Latest update January 16th, 2025 2:30 AM
Mar 25, 2012 Editorial
The budget is going to be unveiled this Friday and it is going to be scrutinised from many angles. One would be to discern whether President Ramotar will be introducing new initiatives that may suggest he is willing to veer away from the present development model that has guided us for the past two decades. The President has made two, not necessarily contradictory statements, in reference to economic development.
Before the elections, he declared that he would be continuing with the economic programme of his predecessor President Jagdeo. This was not surprising since those policies had delivered consistent GDP growth rates that were at happy variance from his CariCom cohorts.
After his accession to the Presidency, President Ramotar then had occasion to invoke the legacy of Dr. Cheddi Jagan many times. On economic matters, we all know that Dr. Jagan’s heart was unabashedly on the left, but in his actions after he returned to office in 1992, were quite pragmatic – but not expediently so.
For instance, even though the IMF insisted that he continue with the slashing of the Public Service initiated by President Hoyte, he refused because he argued that it would place too great a burden on working people. For similar reasons, he refused to privatise Guysuco. Some believe that President Ramotar, who worked closely and directly with Dr. Jagan for decades, might introduce other initiatives to move further away from the “Washington Consensus” policies that were imposed since 1989.

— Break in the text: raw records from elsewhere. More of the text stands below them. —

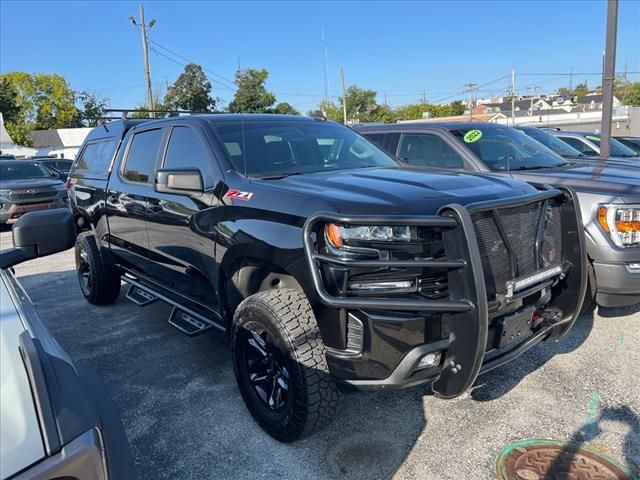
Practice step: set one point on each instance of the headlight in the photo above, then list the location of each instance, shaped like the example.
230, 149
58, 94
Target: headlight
338, 235
622, 223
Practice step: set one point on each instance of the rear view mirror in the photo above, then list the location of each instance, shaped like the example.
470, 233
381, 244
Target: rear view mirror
186, 181
38, 234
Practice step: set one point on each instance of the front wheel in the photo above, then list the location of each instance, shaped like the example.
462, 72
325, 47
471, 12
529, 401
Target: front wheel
280, 365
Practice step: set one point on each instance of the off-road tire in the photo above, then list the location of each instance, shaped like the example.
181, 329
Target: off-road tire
100, 285
313, 395
589, 303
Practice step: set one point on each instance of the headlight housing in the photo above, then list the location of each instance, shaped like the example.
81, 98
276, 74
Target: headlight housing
622, 223
338, 235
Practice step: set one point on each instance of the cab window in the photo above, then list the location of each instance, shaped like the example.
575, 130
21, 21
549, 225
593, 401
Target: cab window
428, 150
142, 155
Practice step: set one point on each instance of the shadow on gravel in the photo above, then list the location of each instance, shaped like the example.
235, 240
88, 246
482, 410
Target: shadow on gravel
618, 311
499, 382
589, 432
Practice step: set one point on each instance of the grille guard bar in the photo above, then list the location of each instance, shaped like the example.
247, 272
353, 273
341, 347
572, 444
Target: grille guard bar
467, 306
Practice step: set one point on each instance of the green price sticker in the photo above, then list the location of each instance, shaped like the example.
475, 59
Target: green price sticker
472, 136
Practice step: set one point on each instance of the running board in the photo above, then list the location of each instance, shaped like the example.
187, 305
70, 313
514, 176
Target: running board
185, 319
188, 324
139, 296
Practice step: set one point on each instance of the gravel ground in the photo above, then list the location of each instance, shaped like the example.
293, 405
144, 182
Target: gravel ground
185, 418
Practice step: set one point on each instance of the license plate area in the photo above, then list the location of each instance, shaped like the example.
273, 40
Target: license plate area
513, 328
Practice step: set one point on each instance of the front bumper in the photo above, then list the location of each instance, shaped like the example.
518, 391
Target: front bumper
11, 212
618, 285
461, 327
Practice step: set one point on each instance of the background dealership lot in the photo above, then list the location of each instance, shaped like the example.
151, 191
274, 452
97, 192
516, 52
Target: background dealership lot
185, 418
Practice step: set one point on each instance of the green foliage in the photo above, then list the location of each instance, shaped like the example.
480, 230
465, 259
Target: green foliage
285, 109
632, 95
191, 91
581, 90
19, 133
92, 108
39, 101
8, 101
251, 95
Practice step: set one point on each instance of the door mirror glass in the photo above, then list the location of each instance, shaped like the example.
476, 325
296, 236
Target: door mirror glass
186, 181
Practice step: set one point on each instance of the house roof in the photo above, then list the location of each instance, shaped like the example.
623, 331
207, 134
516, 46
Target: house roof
45, 138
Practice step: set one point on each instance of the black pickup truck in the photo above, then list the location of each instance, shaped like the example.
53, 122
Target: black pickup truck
327, 262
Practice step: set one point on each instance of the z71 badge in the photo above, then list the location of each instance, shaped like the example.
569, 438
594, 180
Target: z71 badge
237, 194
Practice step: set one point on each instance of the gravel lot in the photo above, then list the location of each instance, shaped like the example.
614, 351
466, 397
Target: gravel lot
185, 418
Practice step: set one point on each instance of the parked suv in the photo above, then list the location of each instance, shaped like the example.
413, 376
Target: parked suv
25, 186
326, 260
609, 196
589, 144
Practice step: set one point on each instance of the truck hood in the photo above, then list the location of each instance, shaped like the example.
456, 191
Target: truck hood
600, 178
29, 183
399, 191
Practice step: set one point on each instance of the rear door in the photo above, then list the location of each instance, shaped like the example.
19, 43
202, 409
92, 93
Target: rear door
181, 227
130, 188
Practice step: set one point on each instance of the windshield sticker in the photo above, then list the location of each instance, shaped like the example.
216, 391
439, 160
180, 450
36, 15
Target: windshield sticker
238, 195
472, 136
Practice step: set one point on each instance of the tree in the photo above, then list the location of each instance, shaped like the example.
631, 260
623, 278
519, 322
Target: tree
581, 90
632, 95
251, 95
191, 91
44, 101
8, 101
285, 109
92, 108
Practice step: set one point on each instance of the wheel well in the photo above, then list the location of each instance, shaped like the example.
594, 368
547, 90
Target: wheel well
247, 276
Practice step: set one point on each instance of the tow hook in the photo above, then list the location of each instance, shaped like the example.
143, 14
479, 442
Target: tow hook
455, 367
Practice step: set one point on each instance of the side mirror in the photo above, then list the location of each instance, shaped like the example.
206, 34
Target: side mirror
186, 181
38, 234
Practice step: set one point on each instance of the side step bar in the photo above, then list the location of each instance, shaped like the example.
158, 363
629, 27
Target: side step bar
139, 296
183, 318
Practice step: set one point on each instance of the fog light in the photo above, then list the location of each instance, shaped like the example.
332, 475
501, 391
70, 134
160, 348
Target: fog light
429, 360
386, 286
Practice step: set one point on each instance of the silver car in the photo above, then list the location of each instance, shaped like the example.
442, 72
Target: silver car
57, 419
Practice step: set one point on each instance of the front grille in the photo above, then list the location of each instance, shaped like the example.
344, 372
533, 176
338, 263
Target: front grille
37, 194
521, 227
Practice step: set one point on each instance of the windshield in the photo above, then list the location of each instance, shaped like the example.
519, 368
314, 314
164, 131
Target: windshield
552, 142
616, 149
503, 149
20, 170
280, 148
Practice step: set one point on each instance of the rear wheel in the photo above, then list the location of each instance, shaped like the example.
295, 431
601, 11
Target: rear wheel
99, 282
280, 365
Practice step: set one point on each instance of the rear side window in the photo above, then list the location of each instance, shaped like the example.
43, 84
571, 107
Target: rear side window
428, 150
185, 150
141, 159
579, 145
96, 158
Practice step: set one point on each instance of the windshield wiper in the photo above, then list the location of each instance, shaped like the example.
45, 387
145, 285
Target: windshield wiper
280, 175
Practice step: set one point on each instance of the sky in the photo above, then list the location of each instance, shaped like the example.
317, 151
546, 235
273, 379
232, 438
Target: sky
403, 50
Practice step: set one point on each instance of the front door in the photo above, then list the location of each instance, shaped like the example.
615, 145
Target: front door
181, 227
130, 188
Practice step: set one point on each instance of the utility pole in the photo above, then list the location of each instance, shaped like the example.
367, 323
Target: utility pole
571, 82
513, 97
344, 97
533, 89
471, 88
145, 50
608, 78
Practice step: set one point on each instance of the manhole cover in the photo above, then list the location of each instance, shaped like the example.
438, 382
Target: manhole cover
552, 460
366, 456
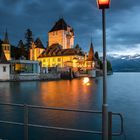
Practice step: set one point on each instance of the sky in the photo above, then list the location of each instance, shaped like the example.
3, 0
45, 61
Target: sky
122, 22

These policies were based on the neo-liberal faith on the ‘market’ to allocate and distribute resources most efficiently: the ‘rising tide’ unleashed by the privatisation, liberalisation and stabilisation policies would ‘raise all ships’. Without much recourse, we complied dutifully but apart from the stabilisation policies, very little of our gains came from the other two legs of the tripod. Our gains were primarily due to strong governmental intervention into the rebuilding of our infrastructure and rising gold prices.
Guyana having graduated from the embrace of the IMF/World Bank’s conditionalities, President Ramotar now has the opportunity to steer our economic development more towards models which accept that markets need to be guided and regulated by the government to deliver rewards more widely and equitably, as Dr. Jagan would have said, to deliver “development with more of a human face.”

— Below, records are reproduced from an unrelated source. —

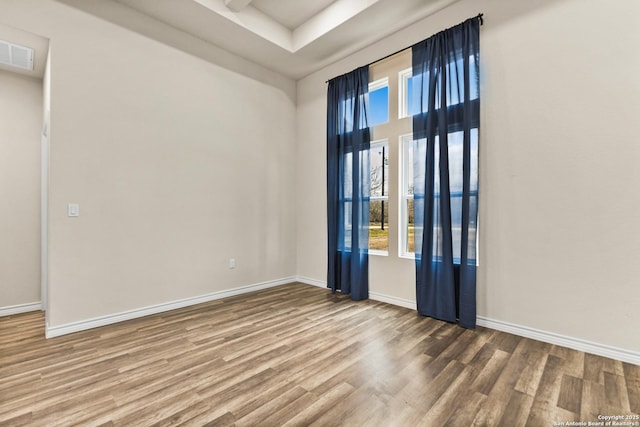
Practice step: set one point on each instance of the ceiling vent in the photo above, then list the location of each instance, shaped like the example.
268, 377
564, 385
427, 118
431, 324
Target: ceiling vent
15, 55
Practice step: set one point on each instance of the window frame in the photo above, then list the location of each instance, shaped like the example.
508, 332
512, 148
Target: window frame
376, 85
405, 142
403, 92
383, 142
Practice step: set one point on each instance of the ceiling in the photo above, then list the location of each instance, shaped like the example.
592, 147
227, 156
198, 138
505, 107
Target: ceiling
291, 37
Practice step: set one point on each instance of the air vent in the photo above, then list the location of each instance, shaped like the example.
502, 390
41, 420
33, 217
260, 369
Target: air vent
15, 55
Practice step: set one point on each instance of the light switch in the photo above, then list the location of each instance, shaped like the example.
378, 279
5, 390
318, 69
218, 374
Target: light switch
73, 209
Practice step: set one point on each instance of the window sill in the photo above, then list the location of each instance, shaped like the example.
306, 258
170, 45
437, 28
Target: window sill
378, 253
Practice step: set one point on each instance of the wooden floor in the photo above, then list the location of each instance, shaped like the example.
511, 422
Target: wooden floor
298, 355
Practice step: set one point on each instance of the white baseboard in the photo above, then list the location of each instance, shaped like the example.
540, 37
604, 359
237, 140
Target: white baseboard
310, 281
20, 308
562, 340
372, 295
523, 331
55, 331
393, 300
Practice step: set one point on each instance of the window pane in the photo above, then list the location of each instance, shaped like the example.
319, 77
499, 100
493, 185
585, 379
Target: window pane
379, 161
410, 227
379, 225
379, 106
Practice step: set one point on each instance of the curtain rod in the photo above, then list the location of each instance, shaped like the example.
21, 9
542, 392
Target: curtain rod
479, 16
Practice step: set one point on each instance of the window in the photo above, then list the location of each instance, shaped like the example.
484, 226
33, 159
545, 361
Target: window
379, 196
378, 102
409, 146
409, 93
407, 229
406, 108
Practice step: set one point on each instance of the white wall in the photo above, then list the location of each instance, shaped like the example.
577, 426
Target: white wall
177, 164
560, 236
20, 125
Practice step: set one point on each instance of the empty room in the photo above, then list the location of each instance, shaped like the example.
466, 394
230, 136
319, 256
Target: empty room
327, 212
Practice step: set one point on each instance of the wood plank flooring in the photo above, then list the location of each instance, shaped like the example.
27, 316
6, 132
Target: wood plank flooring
298, 355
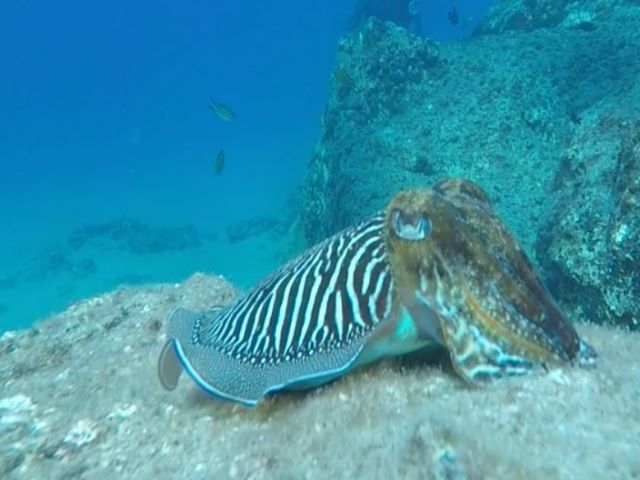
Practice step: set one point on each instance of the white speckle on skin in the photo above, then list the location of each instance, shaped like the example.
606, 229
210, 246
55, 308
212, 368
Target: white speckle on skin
82, 433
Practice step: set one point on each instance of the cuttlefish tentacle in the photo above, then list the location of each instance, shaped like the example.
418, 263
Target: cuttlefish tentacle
436, 267
494, 314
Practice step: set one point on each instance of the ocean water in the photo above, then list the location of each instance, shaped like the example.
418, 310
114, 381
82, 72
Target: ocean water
106, 138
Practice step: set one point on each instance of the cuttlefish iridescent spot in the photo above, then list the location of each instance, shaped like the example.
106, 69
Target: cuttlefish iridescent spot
467, 284
436, 267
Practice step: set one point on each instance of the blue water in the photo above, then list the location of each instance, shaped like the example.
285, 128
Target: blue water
104, 116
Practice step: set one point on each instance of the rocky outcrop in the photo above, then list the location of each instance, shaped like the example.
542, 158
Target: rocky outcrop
511, 111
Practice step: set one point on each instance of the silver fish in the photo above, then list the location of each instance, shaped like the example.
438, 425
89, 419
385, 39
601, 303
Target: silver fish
223, 111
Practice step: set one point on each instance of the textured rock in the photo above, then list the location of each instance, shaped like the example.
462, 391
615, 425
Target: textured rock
80, 399
592, 244
528, 15
517, 113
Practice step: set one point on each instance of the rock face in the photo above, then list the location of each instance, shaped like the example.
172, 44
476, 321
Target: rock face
591, 247
80, 399
522, 113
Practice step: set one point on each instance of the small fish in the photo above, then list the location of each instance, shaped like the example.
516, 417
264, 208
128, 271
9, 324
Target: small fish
343, 78
453, 15
218, 164
223, 111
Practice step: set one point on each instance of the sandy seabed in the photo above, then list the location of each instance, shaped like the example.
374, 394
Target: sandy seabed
80, 399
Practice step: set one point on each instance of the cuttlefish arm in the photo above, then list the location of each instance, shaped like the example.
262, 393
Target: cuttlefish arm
468, 285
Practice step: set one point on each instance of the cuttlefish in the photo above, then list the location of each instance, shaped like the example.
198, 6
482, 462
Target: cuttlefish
437, 267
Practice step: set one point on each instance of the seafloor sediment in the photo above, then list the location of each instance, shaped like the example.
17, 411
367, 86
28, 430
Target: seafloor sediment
79, 399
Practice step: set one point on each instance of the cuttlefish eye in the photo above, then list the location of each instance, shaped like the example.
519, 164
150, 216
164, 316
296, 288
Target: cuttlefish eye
410, 227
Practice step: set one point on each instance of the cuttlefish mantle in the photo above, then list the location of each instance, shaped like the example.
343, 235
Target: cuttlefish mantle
437, 267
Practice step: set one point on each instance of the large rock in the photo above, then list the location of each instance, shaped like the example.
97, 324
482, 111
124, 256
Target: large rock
80, 399
503, 110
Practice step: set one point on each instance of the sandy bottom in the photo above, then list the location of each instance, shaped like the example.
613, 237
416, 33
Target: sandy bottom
79, 398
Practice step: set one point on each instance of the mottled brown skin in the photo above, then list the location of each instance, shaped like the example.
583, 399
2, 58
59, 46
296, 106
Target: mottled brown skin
470, 276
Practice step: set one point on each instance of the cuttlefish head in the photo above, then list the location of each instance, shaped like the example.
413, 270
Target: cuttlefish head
467, 284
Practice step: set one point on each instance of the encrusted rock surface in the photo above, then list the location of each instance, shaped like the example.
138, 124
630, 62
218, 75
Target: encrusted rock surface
79, 399
522, 114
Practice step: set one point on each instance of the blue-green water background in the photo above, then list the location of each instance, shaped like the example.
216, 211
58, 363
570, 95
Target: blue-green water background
104, 116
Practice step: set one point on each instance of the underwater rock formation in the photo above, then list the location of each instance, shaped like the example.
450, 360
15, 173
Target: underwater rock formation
526, 15
80, 399
502, 110
591, 247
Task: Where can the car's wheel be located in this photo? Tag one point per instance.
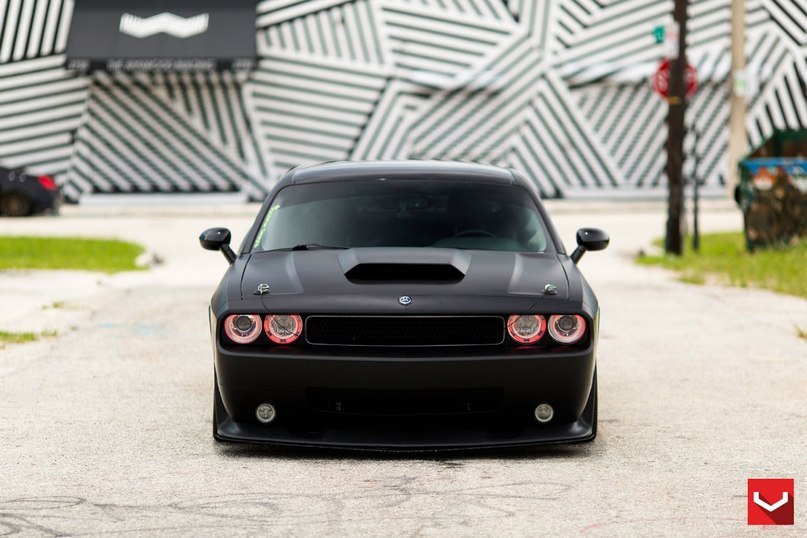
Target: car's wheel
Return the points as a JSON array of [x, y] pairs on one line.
[[14, 204]]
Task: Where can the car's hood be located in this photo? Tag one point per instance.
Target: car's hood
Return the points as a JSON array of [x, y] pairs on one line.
[[371, 280]]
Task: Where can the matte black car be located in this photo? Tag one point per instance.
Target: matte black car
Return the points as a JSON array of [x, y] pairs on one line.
[[404, 305], [22, 194]]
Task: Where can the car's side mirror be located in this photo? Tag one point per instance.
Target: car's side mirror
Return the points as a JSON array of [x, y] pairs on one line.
[[218, 239], [589, 239]]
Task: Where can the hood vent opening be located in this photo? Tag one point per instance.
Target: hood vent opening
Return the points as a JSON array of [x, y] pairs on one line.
[[404, 272]]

Even in the US, not to mention Europe, there has been acceptance that the regulations that were jettisoned during the nineties under the neo-liberal hegemony, need to be revisited. Our Latin American neighbours, such as Argentina which has one of the highest growth rates in the world, have long thrown off the reins of the Washington Consensus. Their policies – with variations exemplified from Brazil to Venezuela – have been consistently more pro-people. We cannot continue to only rail against greedy ‘capitalists’: we have to alter the system or regime that permits a top-heavy growth that excludes the masses of the people.
The critique and criticisms of equating ‘growth’ with ‘development’ is too old and well known to bear repetition. America, where every Guyanese has a relative that could inform him directly, has had growth but pretty little development. In fact a shocking 13 million Americans are unemployed – and this figure only includes those that haven’t given up looking for work. We have to get back to basics and focus on a ‘development model’ that focuses on the living conditions of the people.
We do not have to look a gift horse in the mouth. To the extent that the IMF/World Bank policies allowed us to build or rebuild our infrastructure, that is to our credit. We now have a platform to move on. This does not even mean that we do not have to build additional infrastructure.
The Amaila Hydro Power project is a good case in point. It can only be justified if it will lead to benefits for most Guyanese: cheaper electricity rates; more jobs from new companies attracted by cheaper and reliable electricity etc.
We are hoping that the budget will offer a glimpse of people oriented development.